Bloomberg Law@ (Adds background)
Feb 5 (Reuters) - U.S. authorities that accused six JPMorgan Chase & Co employees of rigging precious-metals futures are building a criminal case against the bank itself, Bloomberg Law reported on Wednesday, citing people familiar with the matter.
No formal accusations have been made against the bank, the report https://bit.ly/36WJwPP said.
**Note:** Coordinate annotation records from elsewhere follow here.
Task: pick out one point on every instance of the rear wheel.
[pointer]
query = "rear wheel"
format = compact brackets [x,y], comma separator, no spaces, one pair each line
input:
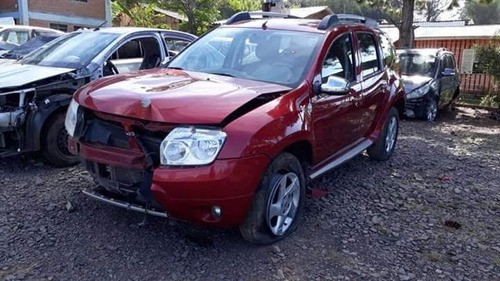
[55,143]
[278,202]
[384,147]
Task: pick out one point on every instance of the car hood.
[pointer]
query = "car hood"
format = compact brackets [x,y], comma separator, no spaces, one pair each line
[173,96]
[16,74]
[415,81]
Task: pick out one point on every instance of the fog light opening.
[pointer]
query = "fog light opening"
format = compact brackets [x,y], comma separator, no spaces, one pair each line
[216,212]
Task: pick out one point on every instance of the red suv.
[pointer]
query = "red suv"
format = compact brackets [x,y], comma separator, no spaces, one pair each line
[231,136]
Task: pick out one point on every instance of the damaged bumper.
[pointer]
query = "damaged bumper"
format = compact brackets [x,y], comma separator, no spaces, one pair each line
[187,193]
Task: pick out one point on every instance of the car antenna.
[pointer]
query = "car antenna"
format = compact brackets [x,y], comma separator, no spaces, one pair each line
[101,25]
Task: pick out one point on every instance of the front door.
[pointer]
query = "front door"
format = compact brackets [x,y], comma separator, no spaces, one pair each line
[333,115]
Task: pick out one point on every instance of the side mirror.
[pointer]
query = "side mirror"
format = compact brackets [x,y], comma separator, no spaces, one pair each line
[448,72]
[335,86]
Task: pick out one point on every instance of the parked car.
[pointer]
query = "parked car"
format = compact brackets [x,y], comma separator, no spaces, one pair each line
[26,48]
[15,35]
[234,141]
[432,81]
[35,92]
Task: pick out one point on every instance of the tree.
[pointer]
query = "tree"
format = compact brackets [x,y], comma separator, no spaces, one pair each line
[404,9]
[483,13]
[141,15]
[433,8]
[200,13]
[245,5]
[488,57]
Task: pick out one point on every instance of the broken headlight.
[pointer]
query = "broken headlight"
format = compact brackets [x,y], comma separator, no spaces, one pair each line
[189,146]
[418,93]
[71,118]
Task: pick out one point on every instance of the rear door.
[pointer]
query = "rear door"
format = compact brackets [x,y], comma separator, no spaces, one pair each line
[373,83]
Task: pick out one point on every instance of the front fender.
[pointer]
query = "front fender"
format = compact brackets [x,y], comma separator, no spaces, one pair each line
[36,120]
[270,128]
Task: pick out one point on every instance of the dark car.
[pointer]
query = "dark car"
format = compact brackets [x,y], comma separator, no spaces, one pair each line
[231,138]
[26,48]
[36,90]
[431,80]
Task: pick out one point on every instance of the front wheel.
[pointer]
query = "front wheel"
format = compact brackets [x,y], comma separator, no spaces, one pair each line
[384,147]
[431,110]
[55,143]
[278,202]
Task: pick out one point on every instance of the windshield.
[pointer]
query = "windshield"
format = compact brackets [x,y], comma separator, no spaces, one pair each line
[29,46]
[74,50]
[417,64]
[275,56]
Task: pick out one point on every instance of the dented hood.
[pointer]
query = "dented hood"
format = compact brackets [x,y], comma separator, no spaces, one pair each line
[173,96]
[16,74]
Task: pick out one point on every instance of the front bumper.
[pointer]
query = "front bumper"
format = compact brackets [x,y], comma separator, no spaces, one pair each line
[188,193]
[416,107]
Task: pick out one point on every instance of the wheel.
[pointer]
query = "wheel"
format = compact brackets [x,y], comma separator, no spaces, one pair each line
[453,103]
[384,147]
[431,110]
[278,202]
[55,143]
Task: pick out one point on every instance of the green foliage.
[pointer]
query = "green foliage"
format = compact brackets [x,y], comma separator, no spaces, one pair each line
[483,13]
[140,15]
[245,5]
[200,13]
[488,57]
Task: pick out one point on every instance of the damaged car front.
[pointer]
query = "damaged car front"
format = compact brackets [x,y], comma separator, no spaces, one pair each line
[35,91]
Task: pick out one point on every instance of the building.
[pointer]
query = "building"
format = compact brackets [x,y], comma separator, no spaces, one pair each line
[64,15]
[460,38]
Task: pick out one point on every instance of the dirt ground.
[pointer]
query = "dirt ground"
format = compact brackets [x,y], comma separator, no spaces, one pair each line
[432,212]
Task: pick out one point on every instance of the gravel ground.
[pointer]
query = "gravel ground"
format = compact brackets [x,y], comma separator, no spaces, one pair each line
[430,213]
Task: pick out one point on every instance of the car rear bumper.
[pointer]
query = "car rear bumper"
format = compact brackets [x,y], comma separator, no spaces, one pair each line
[187,193]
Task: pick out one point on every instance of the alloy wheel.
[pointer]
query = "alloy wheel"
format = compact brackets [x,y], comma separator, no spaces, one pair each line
[283,203]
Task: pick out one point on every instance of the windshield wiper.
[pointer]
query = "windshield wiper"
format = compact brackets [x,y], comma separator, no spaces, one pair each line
[221,74]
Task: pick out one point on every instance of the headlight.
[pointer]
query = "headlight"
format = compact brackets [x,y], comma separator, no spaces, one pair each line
[418,93]
[189,146]
[71,117]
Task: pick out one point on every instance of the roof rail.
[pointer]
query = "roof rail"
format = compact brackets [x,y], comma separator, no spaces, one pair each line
[243,16]
[332,20]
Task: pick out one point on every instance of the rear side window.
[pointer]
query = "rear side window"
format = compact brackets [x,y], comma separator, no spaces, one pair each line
[339,60]
[369,54]
[388,51]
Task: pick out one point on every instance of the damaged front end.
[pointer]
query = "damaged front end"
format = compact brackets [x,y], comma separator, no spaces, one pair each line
[120,154]
[14,106]
[25,110]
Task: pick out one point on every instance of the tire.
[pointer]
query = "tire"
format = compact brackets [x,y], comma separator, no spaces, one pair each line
[265,223]
[453,103]
[384,147]
[431,109]
[55,143]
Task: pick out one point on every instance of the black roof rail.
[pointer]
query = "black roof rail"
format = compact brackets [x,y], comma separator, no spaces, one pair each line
[243,16]
[336,19]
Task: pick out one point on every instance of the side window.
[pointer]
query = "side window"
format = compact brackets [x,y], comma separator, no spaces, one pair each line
[339,60]
[388,51]
[176,45]
[134,55]
[369,55]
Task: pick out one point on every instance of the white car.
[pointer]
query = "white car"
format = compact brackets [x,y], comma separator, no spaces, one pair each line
[11,36]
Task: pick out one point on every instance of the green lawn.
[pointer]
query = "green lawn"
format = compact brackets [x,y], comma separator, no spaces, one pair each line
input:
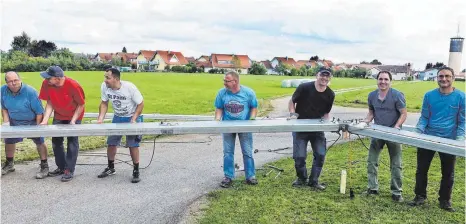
[275,201]
[413,91]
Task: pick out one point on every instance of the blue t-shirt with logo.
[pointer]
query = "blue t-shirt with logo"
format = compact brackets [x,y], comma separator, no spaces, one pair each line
[236,106]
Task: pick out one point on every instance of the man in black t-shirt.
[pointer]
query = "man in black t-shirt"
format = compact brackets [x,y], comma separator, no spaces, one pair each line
[312,100]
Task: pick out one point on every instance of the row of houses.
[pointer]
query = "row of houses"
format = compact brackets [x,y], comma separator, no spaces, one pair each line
[159,60]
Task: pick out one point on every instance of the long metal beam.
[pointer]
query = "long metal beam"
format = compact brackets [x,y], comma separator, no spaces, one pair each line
[201,127]
[411,138]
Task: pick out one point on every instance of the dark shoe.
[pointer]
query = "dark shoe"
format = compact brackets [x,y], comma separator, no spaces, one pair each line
[67,176]
[56,172]
[251,181]
[372,192]
[107,172]
[418,200]
[317,187]
[136,178]
[299,183]
[8,167]
[397,198]
[43,172]
[226,182]
[446,205]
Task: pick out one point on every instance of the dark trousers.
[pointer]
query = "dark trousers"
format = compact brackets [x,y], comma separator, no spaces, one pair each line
[319,149]
[67,161]
[447,161]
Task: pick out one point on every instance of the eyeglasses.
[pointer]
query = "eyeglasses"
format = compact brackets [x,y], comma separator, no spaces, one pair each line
[12,81]
[445,76]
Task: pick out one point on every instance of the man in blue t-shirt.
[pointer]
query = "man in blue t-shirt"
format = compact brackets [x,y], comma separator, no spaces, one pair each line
[387,107]
[21,106]
[442,115]
[236,102]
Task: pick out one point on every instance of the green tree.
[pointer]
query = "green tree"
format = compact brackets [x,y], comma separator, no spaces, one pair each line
[21,42]
[257,69]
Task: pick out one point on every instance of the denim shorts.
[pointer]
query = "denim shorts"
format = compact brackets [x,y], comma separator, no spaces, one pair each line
[131,140]
[37,141]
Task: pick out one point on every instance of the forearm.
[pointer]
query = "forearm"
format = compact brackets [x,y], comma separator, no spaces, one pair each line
[369,117]
[102,111]
[253,113]
[77,113]
[218,114]
[402,118]
[137,112]
[39,118]
[291,107]
[48,111]
[6,117]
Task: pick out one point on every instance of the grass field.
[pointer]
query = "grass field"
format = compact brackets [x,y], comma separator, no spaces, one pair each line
[275,201]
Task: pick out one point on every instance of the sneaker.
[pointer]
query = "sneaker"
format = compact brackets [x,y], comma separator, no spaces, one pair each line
[135,176]
[317,186]
[397,198]
[371,192]
[251,181]
[56,172]
[418,200]
[446,205]
[299,183]
[107,172]
[226,182]
[43,172]
[8,167]
[67,176]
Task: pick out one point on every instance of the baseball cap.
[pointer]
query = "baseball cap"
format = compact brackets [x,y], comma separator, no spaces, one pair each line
[325,71]
[52,71]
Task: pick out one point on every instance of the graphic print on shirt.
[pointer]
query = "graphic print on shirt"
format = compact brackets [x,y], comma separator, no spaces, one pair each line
[117,103]
[234,108]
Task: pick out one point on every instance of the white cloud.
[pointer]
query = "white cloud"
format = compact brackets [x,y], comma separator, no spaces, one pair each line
[394,32]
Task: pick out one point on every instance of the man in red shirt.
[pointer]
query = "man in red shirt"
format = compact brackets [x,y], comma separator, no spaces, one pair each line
[65,98]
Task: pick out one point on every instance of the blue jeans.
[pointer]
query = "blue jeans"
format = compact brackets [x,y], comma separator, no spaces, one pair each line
[131,140]
[37,141]
[319,149]
[69,161]
[245,140]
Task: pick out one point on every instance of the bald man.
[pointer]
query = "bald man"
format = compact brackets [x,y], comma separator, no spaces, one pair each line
[21,106]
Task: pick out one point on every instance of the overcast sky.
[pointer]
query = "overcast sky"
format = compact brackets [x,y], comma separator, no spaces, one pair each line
[394,32]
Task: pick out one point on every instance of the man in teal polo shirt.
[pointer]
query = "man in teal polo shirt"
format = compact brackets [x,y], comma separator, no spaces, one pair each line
[21,106]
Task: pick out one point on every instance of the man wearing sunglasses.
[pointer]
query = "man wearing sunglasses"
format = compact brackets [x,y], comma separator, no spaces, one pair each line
[21,106]
[387,107]
[236,102]
[312,100]
[65,97]
[442,115]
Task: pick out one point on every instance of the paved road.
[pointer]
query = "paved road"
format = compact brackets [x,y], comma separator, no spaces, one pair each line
[180,173]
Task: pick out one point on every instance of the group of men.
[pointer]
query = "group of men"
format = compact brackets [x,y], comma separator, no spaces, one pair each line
[21,105]
[442,115]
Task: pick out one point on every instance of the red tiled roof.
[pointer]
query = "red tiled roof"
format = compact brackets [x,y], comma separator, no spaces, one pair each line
[301,63]
[190,59]
[243,60]
[168,55]
[286,60]
[105,56]
[147,54]
[267,64]
[206,64]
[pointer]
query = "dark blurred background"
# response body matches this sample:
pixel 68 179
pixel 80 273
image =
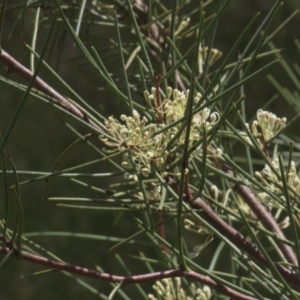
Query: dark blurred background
pixel 39 137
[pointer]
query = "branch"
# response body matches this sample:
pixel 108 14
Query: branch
pixel 240 241
pixel 267 220
pixel 264 217
pixel 15 67
pixel 62 266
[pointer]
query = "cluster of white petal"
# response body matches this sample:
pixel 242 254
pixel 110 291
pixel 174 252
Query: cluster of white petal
pixel 275 184
pixel 171 289
pixel 145 145
pixel 266 126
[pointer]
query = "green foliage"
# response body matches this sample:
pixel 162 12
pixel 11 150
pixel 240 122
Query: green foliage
pixel 201 195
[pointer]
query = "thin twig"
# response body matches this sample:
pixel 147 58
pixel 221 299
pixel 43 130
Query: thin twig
pixel 17 68
pixel 240 241
pixel 266 219
pixel 62 266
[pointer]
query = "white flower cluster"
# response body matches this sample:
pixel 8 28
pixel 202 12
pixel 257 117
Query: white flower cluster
pixel 146 144
pixel 266 127
pixel 275 185
pixel 171 289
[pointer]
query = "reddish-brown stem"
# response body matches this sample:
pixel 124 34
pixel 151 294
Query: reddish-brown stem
pixel 62 266
pixel 158 100
pixel 264 217
pixel 267 220
pixel 15 67
pixel 239 240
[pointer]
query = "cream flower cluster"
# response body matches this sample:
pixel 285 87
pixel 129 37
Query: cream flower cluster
pixel 275 185
pixel 171 289
pixel 266 126
pixel 145 145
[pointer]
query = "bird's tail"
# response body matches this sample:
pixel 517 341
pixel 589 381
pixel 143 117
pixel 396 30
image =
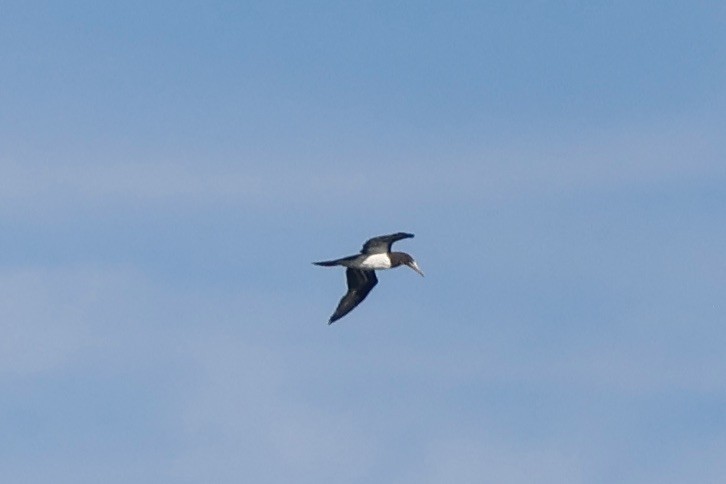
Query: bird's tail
pixel 335 262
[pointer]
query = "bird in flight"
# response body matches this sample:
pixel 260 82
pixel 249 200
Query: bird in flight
pixel 360 273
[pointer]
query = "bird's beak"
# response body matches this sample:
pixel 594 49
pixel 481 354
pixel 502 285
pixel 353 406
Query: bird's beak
pixel 415 267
The probe raises the prospect of criminal charges and significant fines against the bank, the report added.
A probe by U.S. regulators including the Department of Justice and the Commodity Futures Trading Commission has already resulted in charges against six current and former employees of JPMorgan in 2018 and 2019 related to alleged spoofing activity between 2007 and 2016. (https://reut.rs/36ZkRKu)
The charges have alleged the illegal trading practices took place across JPMorgan's global precious metals trading desks in New York, London and Singapore.
JPMorgan has said in U.S. regulatory filings that its metals trading practices are the subject of probes from "various authorities" and that it is "responding to and cooperating with these investigations."
In recent years, there has a been a surge in spoofing-related prosecutions in the United States by the DOJ and the CFTC.
Spoofing involves placing bids to buy or offers to sell contracts with the intent to cancel them before execution, allowing traders to influence prices.